Strategic alliances are often viewed as
a strategy for growth and perhaps not always a strategy for economically
challenging times. But many of the reasons that make strategic alliances a good
idea in good times make them an even better strategy for uncertain times.
What are these reasons to partner?
Create greater value for customers.
With businesses and consumers becoming more careful with spending, products and
services must provide compelling value and solve real problems. Well
crafted strategic alliances are built around customer needs and are
differentiated from offers from the competitors. Cisco Systems maintained their
investment in alliances during the economic downturn earlier in this decade and
refocused those alliances to create differentiated go-to-market solutions for
joint customers. They consequently saw an increase of 12% revenue in their
alliance related revenues, while revenues across the company over the same
period of time remained flat.
Leverage new sources of innovation.
Innovative new products or services that serve unmet customer needs create new
sources of revenue often at lower costs and shared risks
with your partner. Proctor and Gamble is an example of a company that was
struggling in 2001 with a dearth of new products in the pipeline. They adopted
an innovation strategy that sourced 50% of their new products from external
sources. While the business press touted
this as a break through innovation strategy, an alliance professional readily
sees this as a partnering strategy as well.
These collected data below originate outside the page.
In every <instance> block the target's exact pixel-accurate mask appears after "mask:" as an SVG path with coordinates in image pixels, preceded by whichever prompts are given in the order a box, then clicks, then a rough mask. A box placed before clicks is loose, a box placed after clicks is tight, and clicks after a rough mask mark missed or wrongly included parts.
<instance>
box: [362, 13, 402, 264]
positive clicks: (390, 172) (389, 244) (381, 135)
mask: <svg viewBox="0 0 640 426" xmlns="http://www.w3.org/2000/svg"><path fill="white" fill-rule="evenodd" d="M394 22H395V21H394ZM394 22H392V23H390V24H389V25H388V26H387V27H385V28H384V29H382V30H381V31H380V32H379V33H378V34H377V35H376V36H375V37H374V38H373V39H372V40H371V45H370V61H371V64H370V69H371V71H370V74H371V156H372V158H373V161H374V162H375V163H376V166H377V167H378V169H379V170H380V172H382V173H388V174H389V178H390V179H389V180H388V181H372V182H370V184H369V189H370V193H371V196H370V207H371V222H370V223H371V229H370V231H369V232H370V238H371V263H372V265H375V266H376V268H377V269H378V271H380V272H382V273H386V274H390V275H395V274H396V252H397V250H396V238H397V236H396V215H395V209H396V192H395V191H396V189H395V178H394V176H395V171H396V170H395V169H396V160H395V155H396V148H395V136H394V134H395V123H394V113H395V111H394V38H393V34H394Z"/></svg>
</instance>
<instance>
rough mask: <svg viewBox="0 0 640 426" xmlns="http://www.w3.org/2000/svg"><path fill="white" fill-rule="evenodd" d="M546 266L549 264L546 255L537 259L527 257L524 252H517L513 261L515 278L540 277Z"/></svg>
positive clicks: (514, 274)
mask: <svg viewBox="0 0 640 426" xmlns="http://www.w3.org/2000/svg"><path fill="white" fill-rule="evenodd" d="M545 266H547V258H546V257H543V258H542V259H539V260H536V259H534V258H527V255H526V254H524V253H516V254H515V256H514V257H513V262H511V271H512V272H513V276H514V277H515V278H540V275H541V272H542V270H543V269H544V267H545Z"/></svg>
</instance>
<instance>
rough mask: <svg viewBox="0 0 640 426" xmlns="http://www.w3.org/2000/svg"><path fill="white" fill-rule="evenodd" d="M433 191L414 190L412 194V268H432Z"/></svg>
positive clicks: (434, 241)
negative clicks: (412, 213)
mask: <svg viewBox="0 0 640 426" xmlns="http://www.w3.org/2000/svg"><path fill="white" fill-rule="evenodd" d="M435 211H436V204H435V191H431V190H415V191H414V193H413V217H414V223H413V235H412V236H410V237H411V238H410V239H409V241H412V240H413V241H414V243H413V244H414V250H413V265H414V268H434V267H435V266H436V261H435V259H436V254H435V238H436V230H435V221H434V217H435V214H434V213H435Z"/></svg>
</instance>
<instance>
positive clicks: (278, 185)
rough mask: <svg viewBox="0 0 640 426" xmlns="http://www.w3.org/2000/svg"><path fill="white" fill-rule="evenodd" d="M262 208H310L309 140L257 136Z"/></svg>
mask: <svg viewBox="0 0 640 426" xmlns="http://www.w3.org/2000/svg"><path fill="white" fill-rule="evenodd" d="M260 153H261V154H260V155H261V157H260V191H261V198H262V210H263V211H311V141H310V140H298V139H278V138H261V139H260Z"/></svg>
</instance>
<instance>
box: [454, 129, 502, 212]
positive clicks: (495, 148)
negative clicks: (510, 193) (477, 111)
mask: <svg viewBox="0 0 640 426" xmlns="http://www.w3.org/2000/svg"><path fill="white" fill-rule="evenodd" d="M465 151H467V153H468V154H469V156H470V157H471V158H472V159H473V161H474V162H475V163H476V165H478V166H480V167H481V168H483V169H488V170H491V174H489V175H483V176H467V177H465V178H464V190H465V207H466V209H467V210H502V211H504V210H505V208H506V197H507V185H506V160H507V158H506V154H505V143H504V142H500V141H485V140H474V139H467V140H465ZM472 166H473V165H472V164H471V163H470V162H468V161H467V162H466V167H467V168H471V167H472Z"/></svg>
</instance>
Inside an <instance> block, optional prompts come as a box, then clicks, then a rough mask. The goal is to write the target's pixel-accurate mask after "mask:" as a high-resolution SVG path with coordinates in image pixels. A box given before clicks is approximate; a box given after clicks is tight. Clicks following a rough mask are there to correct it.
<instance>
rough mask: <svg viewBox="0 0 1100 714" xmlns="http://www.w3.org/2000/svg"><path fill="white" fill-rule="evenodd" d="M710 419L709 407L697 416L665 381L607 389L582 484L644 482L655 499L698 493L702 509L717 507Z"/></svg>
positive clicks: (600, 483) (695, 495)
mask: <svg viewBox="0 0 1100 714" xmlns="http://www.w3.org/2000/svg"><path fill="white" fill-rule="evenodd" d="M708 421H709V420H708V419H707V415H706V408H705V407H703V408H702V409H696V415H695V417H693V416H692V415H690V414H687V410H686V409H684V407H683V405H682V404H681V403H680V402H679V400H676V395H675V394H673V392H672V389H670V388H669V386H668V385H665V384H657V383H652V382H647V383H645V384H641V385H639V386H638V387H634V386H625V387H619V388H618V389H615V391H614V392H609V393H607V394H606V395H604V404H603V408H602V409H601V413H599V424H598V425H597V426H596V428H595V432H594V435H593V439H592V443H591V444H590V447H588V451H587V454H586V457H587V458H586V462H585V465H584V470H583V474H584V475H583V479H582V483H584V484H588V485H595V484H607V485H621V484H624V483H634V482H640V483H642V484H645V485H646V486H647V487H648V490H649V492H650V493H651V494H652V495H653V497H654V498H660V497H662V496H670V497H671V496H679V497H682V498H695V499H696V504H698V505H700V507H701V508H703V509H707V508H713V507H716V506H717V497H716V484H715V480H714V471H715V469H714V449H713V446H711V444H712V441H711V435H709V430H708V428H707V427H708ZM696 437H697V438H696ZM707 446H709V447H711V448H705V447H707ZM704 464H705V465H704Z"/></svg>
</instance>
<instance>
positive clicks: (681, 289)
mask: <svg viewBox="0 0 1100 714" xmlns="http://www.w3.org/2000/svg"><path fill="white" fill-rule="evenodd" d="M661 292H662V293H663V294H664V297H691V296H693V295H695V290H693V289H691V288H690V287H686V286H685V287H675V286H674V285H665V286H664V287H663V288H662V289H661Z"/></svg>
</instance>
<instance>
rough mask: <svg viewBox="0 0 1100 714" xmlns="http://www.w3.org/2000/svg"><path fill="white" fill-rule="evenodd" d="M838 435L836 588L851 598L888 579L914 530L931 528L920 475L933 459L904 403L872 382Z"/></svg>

Harnessing economies of scale, reducing costs
of production and distribution are also benefits of strategic alliances and
also a great strategy to economize in uncertain times. Recently, United
Airlines was actively searching for a merger partner to help create these
economies in reaction to rising fuel costs and industry restructuring.
They courted Continental Airlines and US Airways, but ultimately decided to
partner with both in order to gain many of the same benefits of a merger but to
avoid the high costs of acquisition and integration.